Trois conseils pertinents

  • Ce serait faire preuve d’arrogance que de penser que     l’écriture d’un texte court de ce type se révèle un jeu d’enfants. Un     écrivain avec un sens de l’observation aiguisé aura sans aucun doute une     plus grande facilité à trouver les détails qui feront que sa nouvelle     littéraire se démarquera. Il pourrait s’avérer bénéfique de produire un     premier jet assez long, pour comprendre sur quoi porte vraiment     l’histoire, et d’ensuite couper, couper, couper, pour ne garder que les     éléments nécessaires à la compréhension, et ceux qui feront que votre     texte sera original. 
  • Lors de l’exercice de réécriture, on retire les     répétitions, on lance le lecteur dans l’action immédiate, quitte à le     brusquer un peu, et on porte une attention particulière au dynamisme de la     structure. En cas de doute, la     lecture à voix haute reste un choix certain quand vient le temps de     poser un regard critique sur sa création.
  • On apprend très tôt qu’une chute surprenante est la clé     d’une nouvelle littéraire réussie. Attention cependant à ne pas user de     facilité et offrir aux lecteurs une fin du genre : « ce n’était     finalement qu’un rêve! ». Il n’y a rien de plus frustrant pour un     lecteur que de se retrouver dans ce cul-de-sac. Opter pour une fin ouverte     est possible, mais celle-ci doit être préparée adéquatement. Différents     indices doivent être semés tout au long du texte, afin de pouvoir laisser     le lecteur se faire sa propre idée sur le dénouement de l’histoire. 
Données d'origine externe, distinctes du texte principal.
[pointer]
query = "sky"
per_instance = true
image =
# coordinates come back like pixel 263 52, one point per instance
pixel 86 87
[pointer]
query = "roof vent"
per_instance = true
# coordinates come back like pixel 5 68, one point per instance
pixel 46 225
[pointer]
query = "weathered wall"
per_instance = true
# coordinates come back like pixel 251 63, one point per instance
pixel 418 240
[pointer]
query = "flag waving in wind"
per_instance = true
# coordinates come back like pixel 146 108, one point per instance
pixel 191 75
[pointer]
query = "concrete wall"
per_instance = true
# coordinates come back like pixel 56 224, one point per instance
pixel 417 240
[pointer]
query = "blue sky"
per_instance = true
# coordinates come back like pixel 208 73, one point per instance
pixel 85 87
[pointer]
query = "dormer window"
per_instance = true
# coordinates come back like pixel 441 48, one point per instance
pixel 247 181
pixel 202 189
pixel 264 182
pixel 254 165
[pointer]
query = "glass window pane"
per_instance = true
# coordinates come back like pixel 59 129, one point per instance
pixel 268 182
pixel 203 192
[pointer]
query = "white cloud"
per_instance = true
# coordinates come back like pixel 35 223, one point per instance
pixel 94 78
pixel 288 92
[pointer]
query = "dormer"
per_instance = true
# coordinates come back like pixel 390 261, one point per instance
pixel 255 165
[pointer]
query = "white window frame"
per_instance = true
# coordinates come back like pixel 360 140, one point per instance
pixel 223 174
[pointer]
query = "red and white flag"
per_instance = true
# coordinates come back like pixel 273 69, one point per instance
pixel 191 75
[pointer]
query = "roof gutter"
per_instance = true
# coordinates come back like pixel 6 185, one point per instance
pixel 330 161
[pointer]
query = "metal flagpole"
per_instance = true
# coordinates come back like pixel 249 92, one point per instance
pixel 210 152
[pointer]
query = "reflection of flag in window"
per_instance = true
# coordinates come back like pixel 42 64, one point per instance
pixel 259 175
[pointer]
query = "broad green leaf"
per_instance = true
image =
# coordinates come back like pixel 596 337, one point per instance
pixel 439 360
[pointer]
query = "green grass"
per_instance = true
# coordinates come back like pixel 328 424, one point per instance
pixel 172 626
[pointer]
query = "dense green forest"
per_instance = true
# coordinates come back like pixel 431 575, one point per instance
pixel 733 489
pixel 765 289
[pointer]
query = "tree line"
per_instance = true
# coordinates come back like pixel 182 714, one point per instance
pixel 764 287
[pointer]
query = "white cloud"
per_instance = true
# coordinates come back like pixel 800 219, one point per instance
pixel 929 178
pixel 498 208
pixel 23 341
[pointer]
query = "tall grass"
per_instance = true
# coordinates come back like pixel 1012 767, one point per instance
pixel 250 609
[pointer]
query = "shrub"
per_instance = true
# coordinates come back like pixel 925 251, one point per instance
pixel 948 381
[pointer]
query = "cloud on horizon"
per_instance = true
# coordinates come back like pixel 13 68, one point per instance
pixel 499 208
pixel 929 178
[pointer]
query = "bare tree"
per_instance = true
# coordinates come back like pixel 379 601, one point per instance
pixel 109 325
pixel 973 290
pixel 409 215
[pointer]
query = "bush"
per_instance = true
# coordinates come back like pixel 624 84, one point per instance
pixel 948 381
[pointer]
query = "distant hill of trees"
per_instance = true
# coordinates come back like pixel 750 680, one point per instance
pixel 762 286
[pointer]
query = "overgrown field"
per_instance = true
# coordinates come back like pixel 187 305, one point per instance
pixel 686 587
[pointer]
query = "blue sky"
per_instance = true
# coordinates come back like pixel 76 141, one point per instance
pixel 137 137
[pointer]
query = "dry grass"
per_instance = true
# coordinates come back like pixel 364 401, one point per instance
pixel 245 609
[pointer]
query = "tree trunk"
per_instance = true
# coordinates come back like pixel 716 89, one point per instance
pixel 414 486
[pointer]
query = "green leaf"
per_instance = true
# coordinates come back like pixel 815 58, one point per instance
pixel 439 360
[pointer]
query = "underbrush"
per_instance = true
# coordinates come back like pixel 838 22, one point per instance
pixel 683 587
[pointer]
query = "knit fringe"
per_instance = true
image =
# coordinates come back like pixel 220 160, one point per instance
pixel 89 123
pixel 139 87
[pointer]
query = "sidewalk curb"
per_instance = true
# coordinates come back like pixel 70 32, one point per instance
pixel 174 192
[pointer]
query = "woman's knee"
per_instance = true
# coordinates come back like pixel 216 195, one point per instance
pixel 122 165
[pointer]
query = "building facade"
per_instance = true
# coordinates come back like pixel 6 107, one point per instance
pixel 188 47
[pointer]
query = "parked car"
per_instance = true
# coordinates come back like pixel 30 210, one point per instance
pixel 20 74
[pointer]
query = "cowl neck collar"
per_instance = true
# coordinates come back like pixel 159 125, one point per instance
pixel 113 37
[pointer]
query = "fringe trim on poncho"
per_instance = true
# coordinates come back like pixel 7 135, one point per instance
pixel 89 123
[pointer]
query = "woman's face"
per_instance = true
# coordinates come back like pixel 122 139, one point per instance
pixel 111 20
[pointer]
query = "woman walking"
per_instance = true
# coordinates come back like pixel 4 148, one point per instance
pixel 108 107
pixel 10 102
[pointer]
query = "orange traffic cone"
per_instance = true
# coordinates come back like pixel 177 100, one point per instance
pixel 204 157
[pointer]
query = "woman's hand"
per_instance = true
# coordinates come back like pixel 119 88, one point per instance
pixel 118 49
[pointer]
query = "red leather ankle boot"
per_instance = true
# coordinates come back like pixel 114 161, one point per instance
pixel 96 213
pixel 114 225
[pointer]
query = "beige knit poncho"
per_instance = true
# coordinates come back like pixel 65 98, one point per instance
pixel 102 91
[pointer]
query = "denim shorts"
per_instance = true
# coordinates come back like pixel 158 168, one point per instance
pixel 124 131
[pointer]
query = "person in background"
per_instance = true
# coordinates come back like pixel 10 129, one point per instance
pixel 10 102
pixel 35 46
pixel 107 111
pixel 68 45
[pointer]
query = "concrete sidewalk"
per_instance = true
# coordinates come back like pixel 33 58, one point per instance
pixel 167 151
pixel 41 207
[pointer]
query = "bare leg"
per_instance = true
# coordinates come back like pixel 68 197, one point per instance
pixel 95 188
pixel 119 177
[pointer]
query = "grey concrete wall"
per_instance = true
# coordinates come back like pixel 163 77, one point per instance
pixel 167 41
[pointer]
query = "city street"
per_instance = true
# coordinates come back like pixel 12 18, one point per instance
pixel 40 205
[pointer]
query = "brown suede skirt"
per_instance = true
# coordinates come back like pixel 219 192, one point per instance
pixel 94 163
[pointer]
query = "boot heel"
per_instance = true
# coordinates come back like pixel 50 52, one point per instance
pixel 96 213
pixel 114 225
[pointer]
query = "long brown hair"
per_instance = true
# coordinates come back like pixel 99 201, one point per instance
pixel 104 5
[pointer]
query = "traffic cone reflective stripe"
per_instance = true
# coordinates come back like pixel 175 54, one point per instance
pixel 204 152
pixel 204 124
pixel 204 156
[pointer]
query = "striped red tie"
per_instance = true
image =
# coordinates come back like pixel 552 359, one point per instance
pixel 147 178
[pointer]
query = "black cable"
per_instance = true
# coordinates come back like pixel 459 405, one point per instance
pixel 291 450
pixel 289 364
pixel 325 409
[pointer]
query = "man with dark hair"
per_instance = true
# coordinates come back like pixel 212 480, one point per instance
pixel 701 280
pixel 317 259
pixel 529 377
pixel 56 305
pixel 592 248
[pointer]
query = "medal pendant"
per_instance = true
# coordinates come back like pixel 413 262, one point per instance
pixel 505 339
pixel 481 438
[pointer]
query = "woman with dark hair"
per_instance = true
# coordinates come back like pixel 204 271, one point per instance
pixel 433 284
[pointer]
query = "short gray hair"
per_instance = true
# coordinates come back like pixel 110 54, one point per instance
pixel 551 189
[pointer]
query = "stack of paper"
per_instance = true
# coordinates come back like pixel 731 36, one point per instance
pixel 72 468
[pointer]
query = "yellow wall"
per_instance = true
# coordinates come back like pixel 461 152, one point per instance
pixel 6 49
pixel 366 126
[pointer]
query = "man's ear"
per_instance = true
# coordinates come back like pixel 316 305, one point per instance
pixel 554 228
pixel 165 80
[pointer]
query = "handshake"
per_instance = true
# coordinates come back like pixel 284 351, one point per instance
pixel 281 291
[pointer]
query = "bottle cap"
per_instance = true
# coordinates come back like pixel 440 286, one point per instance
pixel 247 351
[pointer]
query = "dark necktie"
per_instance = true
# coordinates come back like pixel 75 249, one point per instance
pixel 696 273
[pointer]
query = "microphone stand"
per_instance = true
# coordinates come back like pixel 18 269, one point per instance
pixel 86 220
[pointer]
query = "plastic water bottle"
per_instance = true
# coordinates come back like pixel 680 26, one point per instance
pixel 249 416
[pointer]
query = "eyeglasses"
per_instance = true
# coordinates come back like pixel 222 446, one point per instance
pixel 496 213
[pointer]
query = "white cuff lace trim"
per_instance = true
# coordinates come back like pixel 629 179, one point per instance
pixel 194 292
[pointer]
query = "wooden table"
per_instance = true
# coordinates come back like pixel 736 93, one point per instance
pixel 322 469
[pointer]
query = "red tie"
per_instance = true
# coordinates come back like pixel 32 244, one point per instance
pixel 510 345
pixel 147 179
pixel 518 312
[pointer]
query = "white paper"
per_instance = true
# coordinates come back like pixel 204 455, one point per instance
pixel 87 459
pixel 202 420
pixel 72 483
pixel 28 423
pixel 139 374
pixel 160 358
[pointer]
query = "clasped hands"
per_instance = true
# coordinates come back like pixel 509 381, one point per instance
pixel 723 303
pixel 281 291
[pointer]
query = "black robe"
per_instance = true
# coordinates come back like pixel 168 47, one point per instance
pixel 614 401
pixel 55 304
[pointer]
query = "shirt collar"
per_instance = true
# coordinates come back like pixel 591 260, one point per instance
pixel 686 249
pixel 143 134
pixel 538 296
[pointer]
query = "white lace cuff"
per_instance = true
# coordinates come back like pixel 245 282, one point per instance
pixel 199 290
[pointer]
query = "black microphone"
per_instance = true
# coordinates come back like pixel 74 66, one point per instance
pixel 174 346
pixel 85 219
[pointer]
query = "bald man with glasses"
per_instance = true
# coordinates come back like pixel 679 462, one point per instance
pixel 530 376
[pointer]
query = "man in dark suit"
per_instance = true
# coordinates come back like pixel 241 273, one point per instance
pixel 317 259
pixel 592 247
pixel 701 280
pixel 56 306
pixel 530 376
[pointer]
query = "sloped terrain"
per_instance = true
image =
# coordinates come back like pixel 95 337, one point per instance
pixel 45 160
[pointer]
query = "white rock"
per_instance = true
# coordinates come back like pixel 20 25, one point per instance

La nouvelle littéraire est un genre qui a traversé les époques et qui n’a cessé de se renouveler au fil des années. Peu importe les choix structuraux et esthétiques qui seront faits, il est important de garder en tête que ce seront les détails qui feront la différence, et que rien ne marque plus le lecteur qu’une nouvelle bien menée. Pour preuve, personne ne peut vraiment oublier Le Horla de Guy de Maupassant après l’avoir lu.